Asimov inoltre rivela una certa ingenuità – voluta – nel descrivere gli extraterrestri nelle sue storie. Un’ingenuità che gradualmente finirà però per affinarsi e migliorare, portandolo a invenzioni molto originali. Tra tutte, la più notevole rimane la specie aliena descritta in Neanche gli Dèi, in cui Asimov per la prima volta si cimenta in modo serio e razionale sulla creazione di una civiltà aliena e dimostrerà di riuscirci perfettamente, al punto da assicurare al romanzo il Premio Hugo nel 1973.
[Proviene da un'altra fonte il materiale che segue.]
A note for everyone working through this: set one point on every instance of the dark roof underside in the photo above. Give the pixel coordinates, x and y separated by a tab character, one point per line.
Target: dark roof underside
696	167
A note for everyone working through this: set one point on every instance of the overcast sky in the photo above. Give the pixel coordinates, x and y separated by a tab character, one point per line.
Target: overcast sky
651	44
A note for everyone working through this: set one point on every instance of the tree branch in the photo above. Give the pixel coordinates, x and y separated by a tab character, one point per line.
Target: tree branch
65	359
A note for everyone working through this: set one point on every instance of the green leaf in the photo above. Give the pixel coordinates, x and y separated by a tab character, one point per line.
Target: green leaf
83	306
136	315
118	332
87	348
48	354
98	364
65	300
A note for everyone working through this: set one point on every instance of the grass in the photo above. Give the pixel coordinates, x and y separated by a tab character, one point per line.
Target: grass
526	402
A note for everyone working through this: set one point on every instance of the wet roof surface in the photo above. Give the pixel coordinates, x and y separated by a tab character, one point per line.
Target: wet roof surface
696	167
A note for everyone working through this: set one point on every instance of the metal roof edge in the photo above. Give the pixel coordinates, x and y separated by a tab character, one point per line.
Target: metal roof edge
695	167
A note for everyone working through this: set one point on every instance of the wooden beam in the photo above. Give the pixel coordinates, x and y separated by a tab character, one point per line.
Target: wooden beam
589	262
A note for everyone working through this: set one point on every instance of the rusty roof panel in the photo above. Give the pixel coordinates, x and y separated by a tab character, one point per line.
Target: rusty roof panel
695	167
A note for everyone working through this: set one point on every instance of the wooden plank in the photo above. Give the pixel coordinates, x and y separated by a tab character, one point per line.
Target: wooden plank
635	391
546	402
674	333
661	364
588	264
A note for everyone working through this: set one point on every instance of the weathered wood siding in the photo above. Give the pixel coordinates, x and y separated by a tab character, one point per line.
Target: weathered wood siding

Il primo racconto asimoviano in cui compaiono intelligenze non-umane è L’arma troppo terribile per essere usata, del maggio 1939. Sono gli abitanti autoctoni di Venere, sottomessi ai terrestri (ma non schiavi) perché la loro civiltà è ormai in declino. I venusiani troveranno poi, nel corso del racconto, l’arma eponima, e tenteranno di vendicarsi. È questo uno dei pochi racconti di Asimov in cui specie aliene si rivelano essere una seria minaccia all’esistenza stessa dell’umanità: infatti in quasi tutte le storie di Asimov gli alieni sono esseri inferiori – o perché la loro millenaria civiltà e ormai decaduta, o perché sono ancora allo stato primitivo – alla specie umana. L’invenzione dei venusiani è quanto mai grossolana, anche perché Asimov sapeva bene persino all’epoca che Venere era quasi sicuramente inabitabile; ma per i lettori di quegli anni, vesuviani o marziani erano praticamente intercambiabili e ugualmente plausibili.

Grossolanità scientifiche dominano anche il racconto La Minaccia di Callisto, del novembre 1939. In questa storia un’astronave deve scendere sulla luna di Giove, Callisto, per indagare sulla scomparsa di una precedente missione. La causa della morte del precedente equipaggio si rivelerà l’azione di un gruppo di orribili vermoni bavosi che abitano nelle acque del satellite e che attaccano gli umani. Callisto è immaginata da Asimov come una luna in cui è presente abbastanza acqua e vegetazione da permettere una primitiva forma di vita animale. Gli enormi vermi attaccabrighe provengono comunque dagli stereotipi dei racconti dell’epoca, misti di fantasia e horror.